Two songs recorded at the time did not see the light of day until the release of “Candi Staton – Evidence – The Complete Fame Records Masters”. My vote goes to “Where Were You” with its catchy rhythm, flugelhorn riff and beautiful background work by what sounds to my ears like Rhodes/Chalmers/Rhodes. Candi is superb as always.
The second disc of the CD begins with two tracks which were recorded at the sessions for the third album, “Candi Staton”, but which had not been released before. For me the better of the two is Candi’s sensitive and heartfelt cover of Ann Peebles’s “Trouble, Heartaches and Sadness”.
Included in the album were cuts from the three singles Candi released in 1972. First came “In The Ghetto”, Candi’s touching cover of Elvis Presley’s 1969 hit. Elvis spoke highly of her superb treatment of the song which reached number 12 on the R&B chart. Next out was the lovely country soul ballad, “Lovin’ You, Lovin’ Me”. The album followed shortly after. Two of the tracks were released as a single after the album came out with Candi’s own composition, “The Thanks I Get For Loving You”, being the stronger of the two sides. Candi’s interplay with what sounds like Rhodes/Chalmer/Rhodes again is deft and convincing above the pleasingly, loping rhythm track.
Five other new tracks made it onto the album. “I’ll Drop Everything And Come Running” is a gorgeous example of a Muscle Shoals soulful romp with Candi, Rhodes/ Chalmers/Rhodes (it just has to be them) and the band all clicking together. However, “Darling You’re All That I Need” is without doubt the star of the show, and from my standpoint the best song on the album. This sublime country soul ballad is beautifully arranged with its pretty trumpet intro and refrain, and lilting rhythm track.

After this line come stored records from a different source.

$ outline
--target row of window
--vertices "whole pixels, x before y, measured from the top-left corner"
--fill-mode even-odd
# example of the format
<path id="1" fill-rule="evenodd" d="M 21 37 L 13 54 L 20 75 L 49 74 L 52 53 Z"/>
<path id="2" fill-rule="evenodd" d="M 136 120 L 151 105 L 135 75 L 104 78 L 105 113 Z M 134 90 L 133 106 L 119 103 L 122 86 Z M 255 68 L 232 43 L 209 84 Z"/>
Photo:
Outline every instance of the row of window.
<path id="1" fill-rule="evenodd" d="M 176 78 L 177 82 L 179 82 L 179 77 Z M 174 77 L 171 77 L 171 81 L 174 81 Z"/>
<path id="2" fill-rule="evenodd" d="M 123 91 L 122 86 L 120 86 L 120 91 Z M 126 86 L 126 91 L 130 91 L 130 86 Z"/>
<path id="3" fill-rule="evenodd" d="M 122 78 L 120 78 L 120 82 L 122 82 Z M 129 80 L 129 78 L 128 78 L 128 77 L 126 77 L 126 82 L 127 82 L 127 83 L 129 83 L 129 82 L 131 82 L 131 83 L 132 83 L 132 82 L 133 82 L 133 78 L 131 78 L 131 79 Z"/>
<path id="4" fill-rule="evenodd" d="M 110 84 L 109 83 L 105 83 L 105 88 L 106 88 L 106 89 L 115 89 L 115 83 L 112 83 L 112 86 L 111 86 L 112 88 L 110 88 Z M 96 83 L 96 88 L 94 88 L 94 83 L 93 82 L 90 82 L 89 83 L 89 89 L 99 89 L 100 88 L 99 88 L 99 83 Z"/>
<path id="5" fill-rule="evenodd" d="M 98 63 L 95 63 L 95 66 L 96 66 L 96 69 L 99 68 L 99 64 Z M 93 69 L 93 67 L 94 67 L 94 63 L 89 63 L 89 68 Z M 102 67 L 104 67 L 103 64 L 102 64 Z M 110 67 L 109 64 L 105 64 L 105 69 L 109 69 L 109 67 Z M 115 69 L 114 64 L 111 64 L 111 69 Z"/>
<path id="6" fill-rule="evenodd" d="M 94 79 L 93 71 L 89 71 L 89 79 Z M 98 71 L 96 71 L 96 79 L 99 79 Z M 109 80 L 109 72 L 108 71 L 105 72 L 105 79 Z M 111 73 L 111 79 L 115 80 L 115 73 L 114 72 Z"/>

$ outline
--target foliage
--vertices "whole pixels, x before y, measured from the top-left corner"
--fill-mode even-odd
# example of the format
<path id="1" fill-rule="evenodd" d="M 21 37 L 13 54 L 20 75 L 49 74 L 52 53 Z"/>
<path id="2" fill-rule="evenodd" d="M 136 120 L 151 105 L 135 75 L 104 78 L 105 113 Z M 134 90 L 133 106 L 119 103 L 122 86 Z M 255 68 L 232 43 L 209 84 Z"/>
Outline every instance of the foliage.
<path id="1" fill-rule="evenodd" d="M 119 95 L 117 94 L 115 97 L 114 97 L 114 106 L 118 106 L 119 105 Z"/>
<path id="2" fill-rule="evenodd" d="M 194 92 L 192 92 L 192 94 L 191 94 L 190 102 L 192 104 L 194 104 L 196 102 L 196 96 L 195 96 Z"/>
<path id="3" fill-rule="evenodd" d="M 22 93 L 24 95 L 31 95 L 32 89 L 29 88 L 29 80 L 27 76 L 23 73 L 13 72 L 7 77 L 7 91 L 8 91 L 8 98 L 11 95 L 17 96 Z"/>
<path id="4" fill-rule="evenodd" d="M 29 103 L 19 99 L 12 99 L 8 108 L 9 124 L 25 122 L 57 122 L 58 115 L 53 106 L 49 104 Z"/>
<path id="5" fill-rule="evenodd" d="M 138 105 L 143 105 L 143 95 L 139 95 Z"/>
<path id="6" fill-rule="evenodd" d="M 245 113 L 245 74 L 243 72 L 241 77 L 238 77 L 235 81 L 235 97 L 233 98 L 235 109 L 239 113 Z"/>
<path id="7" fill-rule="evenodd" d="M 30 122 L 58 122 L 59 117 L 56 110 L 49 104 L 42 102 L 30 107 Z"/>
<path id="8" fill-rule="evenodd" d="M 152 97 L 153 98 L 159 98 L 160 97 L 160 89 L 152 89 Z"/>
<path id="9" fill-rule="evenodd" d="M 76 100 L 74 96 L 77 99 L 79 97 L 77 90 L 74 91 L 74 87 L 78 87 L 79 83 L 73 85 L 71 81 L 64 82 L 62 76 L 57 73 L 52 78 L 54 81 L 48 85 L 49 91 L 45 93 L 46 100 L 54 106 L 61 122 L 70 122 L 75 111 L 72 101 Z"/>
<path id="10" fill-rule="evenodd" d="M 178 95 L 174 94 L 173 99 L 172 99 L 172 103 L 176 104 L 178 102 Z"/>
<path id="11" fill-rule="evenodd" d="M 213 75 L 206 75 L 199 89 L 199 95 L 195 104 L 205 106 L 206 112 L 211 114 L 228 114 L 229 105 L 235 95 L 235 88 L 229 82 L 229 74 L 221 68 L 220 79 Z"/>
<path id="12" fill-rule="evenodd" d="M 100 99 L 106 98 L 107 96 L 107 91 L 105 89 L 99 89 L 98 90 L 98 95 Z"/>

Candi’s deeply touching vocal conveys vulnerable sadness and longing.
Two new singles came out in 1973, and the second was to be Candi’s last release for Fame. “I’m Gonna Hold On” was a worthy final outing. Candi takes this lovely George Jackson ballad and brings it to life with deep emotion and feeling.
A recording session at Fame Studios in August, 1973 produced five finished tracks that languished in the tape vaults until the Ace CD was released in 2011. Of the five the two best for me are “Lovin’ The Easy Way” with its swampy southern atmosphere, and “Are You Just Building Me Up”, a fine example of country soul. Candi is at the top of her game on both cuts.
The CD concludes with the debut of three unfinished songs which were recorded in March, 1974. The third and final track, “We Had It All”, is the standout among them. Candi’s interpretation of this country ballad is a deeply moving tale of longing and loss.
Candi moved on to Warner Brothers, a disco career, a lengthy phase in the church as a gospel singer and finally back to secular music, or as Candi now refers to it, life music. Candi’s expressive skills remain as formidable as ever.
“Candi Staton – Evidence – The Complete Fame Records Masters” may well be the best collection of soul songs ever released, and Candi Staton the finest female soul artist of all time. If you could only own one soul CD, this is the one I’d recommend.